5. Less Benefits Than Major Credit Cards
While opening a major credit card can help you to build your credit and maintain a positive credit history, retail credit cards do not have the same positive effect on your credit score. Therefore, opening a retail credit card is generally not worth the hassle or the amount you may end up paying in interest. Plus, most major credit cards can be used to make purchases nearly anywhere, while retail credit cards can only be used to shop at one specific retailer or a family of stores. Instead of opening a store credit card to save money on your purchases, take advantage of holiday sales, coupons and money-saving smartphone apps such as GasBuddy, Flipp, Ebates, SnipSnap, CardStar, Coupon Sherpa and Yowza.
6. You Will Feel Rushed to Make a Decision
When you agree to opening a retail credit card, you may feel pressured to complete the application and finalize your purchase without understanding the terms and conditions, or taking the time to read the fine print. Even if you intend to read the fine print when you get home, you may fail to do so, and you may never fully understand what you’re agreeing to. Instead of agreeing to opening a store credit card, simply decline the offer, and use a coupon, instead.

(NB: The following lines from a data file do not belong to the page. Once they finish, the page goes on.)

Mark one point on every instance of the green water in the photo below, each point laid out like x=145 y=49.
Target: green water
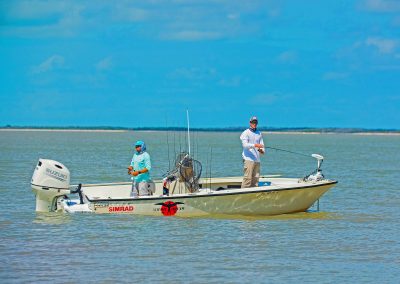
x=355 y=238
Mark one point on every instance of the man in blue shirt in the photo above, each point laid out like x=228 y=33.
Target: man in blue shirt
x=140 y=170
x=253 y=146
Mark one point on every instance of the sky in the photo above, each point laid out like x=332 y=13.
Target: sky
x=309 y=63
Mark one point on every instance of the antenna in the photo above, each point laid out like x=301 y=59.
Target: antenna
x=187 y=117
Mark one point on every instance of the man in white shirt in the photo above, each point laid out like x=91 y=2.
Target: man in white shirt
x=253 y=146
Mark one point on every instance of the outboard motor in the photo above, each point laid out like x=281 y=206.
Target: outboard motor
x=50 y=180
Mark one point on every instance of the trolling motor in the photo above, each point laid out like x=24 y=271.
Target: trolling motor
x=317 y=174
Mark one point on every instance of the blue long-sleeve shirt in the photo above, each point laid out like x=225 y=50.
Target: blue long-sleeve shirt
x=249 y=138
x=139 y=162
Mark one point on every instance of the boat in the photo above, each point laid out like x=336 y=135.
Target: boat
x=182 y=192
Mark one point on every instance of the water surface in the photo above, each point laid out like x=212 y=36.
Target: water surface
x=354 y=238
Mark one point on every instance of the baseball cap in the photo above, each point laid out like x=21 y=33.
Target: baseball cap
x=253 y=118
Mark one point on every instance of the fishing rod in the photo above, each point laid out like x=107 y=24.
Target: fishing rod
x=319 y=157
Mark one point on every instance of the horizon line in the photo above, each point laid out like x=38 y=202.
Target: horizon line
x=227 y=129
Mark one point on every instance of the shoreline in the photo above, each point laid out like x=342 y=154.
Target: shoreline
x=362 y=133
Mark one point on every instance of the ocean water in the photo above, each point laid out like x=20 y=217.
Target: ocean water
x=354 y=238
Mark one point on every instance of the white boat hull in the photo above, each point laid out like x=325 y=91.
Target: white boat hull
x=282 y=196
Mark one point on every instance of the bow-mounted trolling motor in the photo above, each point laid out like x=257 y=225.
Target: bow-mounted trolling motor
x=50 y=180
x=317 y=174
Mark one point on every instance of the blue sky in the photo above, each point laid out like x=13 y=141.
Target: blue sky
x=143 y=63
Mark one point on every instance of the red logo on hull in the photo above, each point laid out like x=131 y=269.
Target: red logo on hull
x=169 y=208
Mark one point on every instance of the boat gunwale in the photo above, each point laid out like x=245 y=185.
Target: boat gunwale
x=210 y=194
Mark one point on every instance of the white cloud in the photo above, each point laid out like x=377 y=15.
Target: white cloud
x=191 y=35
x=382 y=6
x=287 y=57
x=384 y=46
x=104 y=64
x=267 y=99
x=175 y=20
x=51 y=63
x=334 y=76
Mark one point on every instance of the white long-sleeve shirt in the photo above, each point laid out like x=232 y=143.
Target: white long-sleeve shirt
x=249 y=138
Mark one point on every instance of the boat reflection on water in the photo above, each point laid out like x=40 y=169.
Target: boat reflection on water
x=52 y=218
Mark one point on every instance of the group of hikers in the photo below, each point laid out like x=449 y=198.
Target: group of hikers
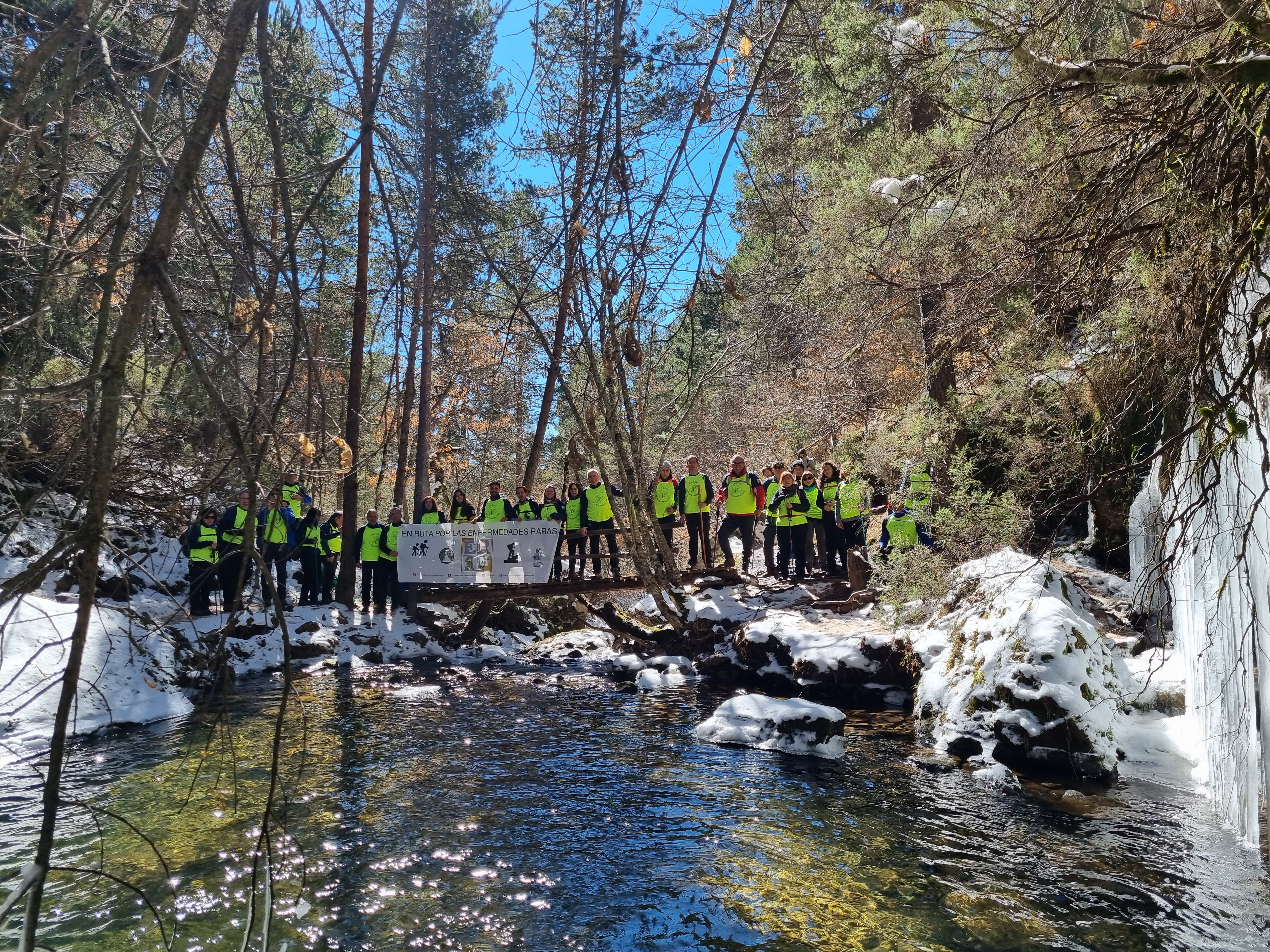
x=809 y=521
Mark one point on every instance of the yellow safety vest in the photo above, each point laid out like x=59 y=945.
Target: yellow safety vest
x=742 y=499
x=695 y=493
x=235 y=537
x=785 y=514
x=902 y=531
x=850 y=498
x=206 y=534
x=663 y=498
x=598 y=503
x=275 y=527
x=813 y=497
x=371 y=551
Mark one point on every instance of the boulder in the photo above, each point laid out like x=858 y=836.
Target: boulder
x=1016 y=668
x=792 y=725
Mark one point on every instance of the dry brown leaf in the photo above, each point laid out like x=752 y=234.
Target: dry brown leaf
x=346 y=456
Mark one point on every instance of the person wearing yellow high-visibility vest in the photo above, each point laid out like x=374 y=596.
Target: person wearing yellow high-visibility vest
x=496 y=508
x=275 y=536
x=598 y=516
x=742 y=497
x=233 y=527
x=815 y=522
x=789 y=508
x=694 y=498
x=294 y=496
x=901 y=531
x=663 y=492
x=370 y=546
x=851 y=511
x=331 y=555
x=393 y=587
x=203 y=539
x=309 y=531
x=771 y=487
x=573 y=531
x=552 y=509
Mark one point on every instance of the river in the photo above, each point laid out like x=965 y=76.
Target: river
x=539 y=809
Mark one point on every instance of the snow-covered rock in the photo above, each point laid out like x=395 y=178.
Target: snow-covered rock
x=792 y=725
x=129 y=673
x=1018 y=672
x=831 y=658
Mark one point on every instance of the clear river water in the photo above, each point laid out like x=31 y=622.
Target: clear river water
x=540 y=809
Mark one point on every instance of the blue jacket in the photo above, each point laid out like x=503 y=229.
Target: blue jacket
x=288 y=517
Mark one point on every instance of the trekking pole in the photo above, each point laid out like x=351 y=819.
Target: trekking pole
x=703 y=516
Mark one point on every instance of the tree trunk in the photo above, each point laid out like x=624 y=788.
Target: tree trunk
x=152 y=264
x=425 y=290
x=353 y=418
x=572 y=246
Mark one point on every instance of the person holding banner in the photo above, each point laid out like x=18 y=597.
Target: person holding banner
x=742 y=496
x=573 y=530
x=430 y=514
x=665 y=492
x=693 y=499
x=496 y=508
x=598 y=516
x=371 y=545
x=388 y=562
x=525 y=507
x=460 y=509
x=553 y=511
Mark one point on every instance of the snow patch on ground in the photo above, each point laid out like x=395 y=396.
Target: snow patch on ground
x=128 y=677
x=793 y=725
x=1021 y=662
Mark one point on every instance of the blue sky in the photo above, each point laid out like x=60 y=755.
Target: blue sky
x=513 y=59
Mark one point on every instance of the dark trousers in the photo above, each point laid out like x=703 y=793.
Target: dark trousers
x=203 y=581
x=275 y=552
x=668 y=524
x=556 y=563
x=835 y=550
x=389 y=586
x=770 y=546
x=816 y=552
x=595 y=546
x=577 y=547
x=310 y=568
x=228 y=569
x=745 y=525
x=793 y=541
x=699 y=532
x=853 y=535
x=373 y=584
x=329 y=567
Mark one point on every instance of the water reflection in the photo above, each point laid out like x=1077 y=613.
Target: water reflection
x=520 y=810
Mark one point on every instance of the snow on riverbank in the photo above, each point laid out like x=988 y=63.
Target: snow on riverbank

7.The Bank Might Sell Your Personal Information
If a retailer closes and you have an active credit card through that store, the bank could sell or transfer your account (and personal information) to another retailer. In this case, you could end up with a credit card for a store at which you don’t plan to shop. Additionally, you’ll need to repay your current balance as quickly as possible to avoid paying any penalty fees that could harm your credit score. If a store goes out of business, you’ll still need to repay any outstanding debts that you owe.
8. You May Owe Deferred Interest
If you open a retail credit card with the hope of receiving interest-free financing, you’ll likely find that you need to repay your balance within a certain amount of time to avoid paying interest on the purchase. While you generally need to repay your balance within six or 12 months, these terms will vary depending on the promotion. If you do repay the entire balance before the end of the promotional period, you won’t need to pay interest on your purchase. If you don’t repay the full balance before the end of the promotional period, however, you’ll need to pay interest on the original purchase price of the item.